A high-profile lawsuit targeting Huntington Beach over housing could end in a settlement
The Newsom administration is nearing a deal with Huntington Beach that would end a contentious lawsuit over the city’s alleged failure to plan for more affordable housing.
In a letter sent to the Orange County city on Friday, state housing officials said a proposal to increase low-income housing development in the city would meet the terms of a state law that requires all communities to zone for enough affordable housing to meet projected population growth.
If the Huntington Beach City Council approves the proposal by March, the letter said, the city would then be in compliance with the state law.
“We want to compliment the team that Huntington Beach put together that worked with [the state housing department] over the holidays,” Gov. Gavin Newsom said during a news conference Friday to unveil his state budget proposal.
A letter from the California Department of Housing and Community Development to the city of Huntington Beach on Jan. 10, 2020.
Last January, Newsom spearheaded a lawsuit against Huntington Beach, arguing that the city backtracked on its plans to zone for affordable housing along the city’s primary commercial corridors and never took action to replace the planned residential density elsewhere in the city, as required by law.
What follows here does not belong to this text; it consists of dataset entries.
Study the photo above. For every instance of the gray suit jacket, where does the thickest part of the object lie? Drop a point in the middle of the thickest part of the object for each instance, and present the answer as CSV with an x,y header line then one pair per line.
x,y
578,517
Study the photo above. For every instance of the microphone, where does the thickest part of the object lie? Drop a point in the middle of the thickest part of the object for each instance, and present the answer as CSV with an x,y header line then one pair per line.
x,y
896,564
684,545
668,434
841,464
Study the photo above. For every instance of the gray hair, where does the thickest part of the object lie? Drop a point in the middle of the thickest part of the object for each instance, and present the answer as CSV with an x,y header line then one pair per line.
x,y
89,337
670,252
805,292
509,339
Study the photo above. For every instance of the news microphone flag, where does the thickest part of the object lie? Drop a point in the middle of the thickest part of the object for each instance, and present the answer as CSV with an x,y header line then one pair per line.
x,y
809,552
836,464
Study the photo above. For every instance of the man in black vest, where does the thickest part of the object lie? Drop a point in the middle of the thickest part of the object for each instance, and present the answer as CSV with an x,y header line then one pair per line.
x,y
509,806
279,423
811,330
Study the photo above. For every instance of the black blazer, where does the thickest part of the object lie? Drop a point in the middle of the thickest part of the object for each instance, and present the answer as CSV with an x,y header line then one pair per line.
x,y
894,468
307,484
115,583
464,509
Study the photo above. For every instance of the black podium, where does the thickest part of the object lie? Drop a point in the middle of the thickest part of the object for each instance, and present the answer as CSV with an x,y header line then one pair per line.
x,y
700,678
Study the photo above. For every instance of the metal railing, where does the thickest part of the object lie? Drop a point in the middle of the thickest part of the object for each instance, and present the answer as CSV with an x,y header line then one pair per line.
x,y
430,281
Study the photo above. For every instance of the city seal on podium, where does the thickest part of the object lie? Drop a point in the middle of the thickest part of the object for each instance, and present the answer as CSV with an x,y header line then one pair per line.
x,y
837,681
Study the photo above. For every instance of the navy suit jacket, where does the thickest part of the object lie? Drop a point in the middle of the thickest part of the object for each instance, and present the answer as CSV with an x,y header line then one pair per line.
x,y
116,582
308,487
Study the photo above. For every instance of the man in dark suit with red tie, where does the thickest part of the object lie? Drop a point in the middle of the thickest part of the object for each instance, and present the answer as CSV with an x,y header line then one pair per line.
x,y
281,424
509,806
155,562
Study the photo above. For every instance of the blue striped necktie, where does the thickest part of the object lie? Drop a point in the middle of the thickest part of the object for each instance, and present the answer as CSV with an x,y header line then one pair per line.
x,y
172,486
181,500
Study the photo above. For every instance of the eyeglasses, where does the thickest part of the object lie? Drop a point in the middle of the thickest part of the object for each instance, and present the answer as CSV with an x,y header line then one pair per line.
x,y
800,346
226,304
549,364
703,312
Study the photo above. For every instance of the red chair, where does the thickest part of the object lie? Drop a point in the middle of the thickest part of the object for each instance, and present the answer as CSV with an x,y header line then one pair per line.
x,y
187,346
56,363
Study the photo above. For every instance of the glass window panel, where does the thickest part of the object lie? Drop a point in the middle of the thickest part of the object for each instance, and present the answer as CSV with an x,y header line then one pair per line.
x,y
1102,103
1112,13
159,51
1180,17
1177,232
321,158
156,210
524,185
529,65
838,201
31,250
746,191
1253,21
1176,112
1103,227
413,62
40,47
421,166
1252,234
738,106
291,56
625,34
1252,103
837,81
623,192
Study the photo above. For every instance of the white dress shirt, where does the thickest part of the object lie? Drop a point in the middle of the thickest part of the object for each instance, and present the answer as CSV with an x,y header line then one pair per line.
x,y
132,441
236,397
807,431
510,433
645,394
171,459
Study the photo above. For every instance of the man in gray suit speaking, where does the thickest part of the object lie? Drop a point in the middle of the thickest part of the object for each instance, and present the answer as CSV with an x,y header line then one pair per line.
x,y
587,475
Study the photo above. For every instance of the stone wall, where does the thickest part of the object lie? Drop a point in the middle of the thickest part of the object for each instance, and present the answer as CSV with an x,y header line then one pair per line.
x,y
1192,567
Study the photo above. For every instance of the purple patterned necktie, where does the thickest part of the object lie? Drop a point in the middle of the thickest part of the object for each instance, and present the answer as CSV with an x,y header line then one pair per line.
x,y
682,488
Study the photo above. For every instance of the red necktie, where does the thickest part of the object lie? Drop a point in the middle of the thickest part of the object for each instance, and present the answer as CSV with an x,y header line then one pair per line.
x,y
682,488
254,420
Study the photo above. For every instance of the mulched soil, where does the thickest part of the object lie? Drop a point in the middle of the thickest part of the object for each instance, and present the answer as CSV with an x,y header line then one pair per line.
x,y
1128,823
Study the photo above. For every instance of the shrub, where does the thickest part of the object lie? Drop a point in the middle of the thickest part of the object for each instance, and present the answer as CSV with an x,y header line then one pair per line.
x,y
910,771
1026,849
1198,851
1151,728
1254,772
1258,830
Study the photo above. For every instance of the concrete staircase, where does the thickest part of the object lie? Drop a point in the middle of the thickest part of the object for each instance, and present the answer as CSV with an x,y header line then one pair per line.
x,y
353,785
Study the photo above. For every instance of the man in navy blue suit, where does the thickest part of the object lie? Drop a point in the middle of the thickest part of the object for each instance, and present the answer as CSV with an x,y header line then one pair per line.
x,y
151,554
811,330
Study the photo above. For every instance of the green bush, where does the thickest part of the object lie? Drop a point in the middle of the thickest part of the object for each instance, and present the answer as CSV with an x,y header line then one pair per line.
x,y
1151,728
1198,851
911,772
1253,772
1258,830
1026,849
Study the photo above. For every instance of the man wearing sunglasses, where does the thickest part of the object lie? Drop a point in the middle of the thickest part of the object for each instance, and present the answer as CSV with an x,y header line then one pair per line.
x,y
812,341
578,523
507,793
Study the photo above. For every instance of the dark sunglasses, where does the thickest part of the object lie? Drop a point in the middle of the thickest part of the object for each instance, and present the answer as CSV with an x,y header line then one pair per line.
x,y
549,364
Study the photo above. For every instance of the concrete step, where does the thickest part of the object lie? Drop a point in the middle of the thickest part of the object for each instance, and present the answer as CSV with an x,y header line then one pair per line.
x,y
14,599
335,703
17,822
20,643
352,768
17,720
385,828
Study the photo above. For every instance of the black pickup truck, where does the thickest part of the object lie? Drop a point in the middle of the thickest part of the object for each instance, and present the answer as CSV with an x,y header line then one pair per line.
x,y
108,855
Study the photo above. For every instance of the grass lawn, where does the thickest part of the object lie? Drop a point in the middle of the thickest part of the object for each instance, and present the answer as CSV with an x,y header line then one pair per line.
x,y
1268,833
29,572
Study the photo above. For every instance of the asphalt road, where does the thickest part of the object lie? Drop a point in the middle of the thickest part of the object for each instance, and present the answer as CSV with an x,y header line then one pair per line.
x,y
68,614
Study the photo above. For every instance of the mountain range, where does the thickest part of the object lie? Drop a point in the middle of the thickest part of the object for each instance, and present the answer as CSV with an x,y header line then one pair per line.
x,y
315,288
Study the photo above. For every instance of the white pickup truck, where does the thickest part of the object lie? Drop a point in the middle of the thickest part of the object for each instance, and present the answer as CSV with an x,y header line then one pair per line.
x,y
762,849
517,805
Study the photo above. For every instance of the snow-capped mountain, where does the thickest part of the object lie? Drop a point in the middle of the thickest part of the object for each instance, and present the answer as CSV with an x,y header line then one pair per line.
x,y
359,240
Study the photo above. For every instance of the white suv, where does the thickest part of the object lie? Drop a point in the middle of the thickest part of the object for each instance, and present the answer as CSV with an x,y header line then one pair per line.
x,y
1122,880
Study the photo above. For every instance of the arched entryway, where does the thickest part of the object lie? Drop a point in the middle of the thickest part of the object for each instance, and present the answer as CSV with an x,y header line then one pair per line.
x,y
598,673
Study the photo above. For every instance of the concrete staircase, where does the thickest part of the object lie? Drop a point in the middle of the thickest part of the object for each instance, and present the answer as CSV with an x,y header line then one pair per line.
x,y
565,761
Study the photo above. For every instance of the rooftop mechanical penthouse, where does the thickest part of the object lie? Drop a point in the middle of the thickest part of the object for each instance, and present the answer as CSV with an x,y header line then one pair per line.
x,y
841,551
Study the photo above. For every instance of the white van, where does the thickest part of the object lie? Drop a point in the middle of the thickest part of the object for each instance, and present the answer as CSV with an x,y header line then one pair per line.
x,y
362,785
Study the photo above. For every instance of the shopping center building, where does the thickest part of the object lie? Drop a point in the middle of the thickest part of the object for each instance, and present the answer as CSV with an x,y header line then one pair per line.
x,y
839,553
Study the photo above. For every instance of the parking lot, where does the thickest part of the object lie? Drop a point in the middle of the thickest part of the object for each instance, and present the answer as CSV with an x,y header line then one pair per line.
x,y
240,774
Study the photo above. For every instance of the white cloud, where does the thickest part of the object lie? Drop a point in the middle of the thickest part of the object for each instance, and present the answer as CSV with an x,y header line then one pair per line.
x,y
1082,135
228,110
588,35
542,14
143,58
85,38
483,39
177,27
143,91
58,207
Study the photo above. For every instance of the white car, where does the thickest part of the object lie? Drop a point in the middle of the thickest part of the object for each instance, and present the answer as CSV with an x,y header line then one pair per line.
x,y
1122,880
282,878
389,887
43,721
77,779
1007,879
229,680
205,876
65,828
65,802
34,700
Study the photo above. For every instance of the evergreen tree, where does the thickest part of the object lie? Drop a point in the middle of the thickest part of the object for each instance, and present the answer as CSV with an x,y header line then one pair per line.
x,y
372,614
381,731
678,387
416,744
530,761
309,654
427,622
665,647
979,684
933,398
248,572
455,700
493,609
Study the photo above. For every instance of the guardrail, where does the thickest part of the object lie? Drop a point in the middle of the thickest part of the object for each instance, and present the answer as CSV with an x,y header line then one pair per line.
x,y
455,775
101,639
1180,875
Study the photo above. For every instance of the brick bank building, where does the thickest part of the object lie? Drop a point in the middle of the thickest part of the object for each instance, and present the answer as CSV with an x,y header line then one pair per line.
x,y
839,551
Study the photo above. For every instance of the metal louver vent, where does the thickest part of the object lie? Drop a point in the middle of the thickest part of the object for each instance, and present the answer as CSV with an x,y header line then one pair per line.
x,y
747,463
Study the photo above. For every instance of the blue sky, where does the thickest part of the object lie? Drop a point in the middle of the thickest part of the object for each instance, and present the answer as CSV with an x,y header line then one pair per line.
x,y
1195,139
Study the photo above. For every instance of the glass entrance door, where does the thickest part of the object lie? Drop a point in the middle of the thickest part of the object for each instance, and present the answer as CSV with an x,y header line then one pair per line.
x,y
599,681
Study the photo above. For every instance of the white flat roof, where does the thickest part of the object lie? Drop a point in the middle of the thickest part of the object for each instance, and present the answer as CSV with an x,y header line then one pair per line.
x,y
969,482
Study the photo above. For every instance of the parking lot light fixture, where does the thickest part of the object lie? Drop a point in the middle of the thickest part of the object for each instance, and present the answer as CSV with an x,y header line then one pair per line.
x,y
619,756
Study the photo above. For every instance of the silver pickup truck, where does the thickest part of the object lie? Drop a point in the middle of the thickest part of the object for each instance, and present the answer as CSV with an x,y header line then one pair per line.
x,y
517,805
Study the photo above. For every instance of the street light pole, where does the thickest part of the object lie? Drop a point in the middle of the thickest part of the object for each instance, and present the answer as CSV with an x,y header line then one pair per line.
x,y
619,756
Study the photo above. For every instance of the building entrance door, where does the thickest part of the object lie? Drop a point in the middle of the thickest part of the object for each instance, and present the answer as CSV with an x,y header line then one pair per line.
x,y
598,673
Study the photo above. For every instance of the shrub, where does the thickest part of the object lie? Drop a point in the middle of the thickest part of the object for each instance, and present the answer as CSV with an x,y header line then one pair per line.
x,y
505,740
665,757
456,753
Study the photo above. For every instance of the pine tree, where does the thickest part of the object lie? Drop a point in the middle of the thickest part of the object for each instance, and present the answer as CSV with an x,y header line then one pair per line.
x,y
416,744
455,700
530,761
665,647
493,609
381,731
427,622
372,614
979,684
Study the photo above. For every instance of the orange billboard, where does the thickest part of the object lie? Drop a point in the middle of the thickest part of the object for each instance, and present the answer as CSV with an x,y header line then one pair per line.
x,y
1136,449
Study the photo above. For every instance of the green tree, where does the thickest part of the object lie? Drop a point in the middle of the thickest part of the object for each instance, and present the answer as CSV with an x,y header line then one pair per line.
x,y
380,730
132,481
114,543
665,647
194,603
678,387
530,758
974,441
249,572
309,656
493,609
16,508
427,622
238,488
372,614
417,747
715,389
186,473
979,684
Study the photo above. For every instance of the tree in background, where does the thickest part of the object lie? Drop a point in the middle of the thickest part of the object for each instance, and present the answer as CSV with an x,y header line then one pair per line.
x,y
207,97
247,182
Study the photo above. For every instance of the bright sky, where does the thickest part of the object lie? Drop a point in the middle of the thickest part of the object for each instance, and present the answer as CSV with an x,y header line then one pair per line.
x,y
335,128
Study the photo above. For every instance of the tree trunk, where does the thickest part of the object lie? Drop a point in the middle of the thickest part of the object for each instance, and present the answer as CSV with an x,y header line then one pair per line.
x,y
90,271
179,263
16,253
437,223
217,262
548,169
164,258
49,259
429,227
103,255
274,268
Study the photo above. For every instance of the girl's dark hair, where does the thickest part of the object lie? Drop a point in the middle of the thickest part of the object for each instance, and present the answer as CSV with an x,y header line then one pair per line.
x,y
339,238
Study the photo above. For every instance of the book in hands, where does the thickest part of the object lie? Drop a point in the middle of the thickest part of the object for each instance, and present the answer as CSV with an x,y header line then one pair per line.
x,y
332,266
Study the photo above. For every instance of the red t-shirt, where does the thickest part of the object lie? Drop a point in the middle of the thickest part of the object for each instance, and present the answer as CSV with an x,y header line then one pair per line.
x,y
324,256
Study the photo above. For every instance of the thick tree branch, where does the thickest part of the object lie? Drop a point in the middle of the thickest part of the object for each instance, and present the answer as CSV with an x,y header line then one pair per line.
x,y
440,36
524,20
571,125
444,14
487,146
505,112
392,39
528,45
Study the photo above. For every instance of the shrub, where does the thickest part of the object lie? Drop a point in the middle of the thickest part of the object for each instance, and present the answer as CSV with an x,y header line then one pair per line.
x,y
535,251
The case, filed in the governor’s first month in office, was widely interpreted to be a warning shot against local governments that have resisted housing development — something Newsom has argued is a key cause of the state’s shortage of homes.
Under the deal, which mainly applies to the commercial corridors, the city would have to allow for more projects that set aside at least 20% of their housing for low-income residents. The terms were negotiated by state and city housing officials.
Huntington Beach’s planning commission is scheduled to consider the proposal on Tuesday. Should the city ultimately agree, the central issue in the state’s lawsuit will be resolved, said Russ Heimerich, a spokesman with the California Business, Consumer Services and Housing Agency.
“The lawsuit against Huntington Beach is about them not being in compliance,” Heimerich said. “If they come into compliance, the lawsuit would likely become moot.”
Huntington Beach Mayor Lyn Semeta could not be reached for comment Friday. In a statement, City Manager Oliver Chi said city leaders were motivated to act because they wanted to tap state homelessness prevention dollars available only to local governments that are in compliance with the broader state housing law.
Newsom said the proposed deal showed how pressure from his administration could force cities to plan for housing. He held meetings last winter with dozens of cities that were out of compliance with the housing supply law. Since then, 17 local governments — most of them small or rural — have reached agreements with the state on their housing plans without litigation.
Still, Newsom said the state needs to do more, including lowering fees and reducing regulations, to ensure that developers are able to build new housing on land that’s planned for it.
“It’s the most vexing struggle that we have,” he said.
Should the city of Huntington Beach pass the proposed development plan, it would not end all housing litigation with the state. The city has challenged four recently passed state housing laws, arguing that they unconstitutionally impinge on the city’s authority to regulate land-use. That case remains pending in court.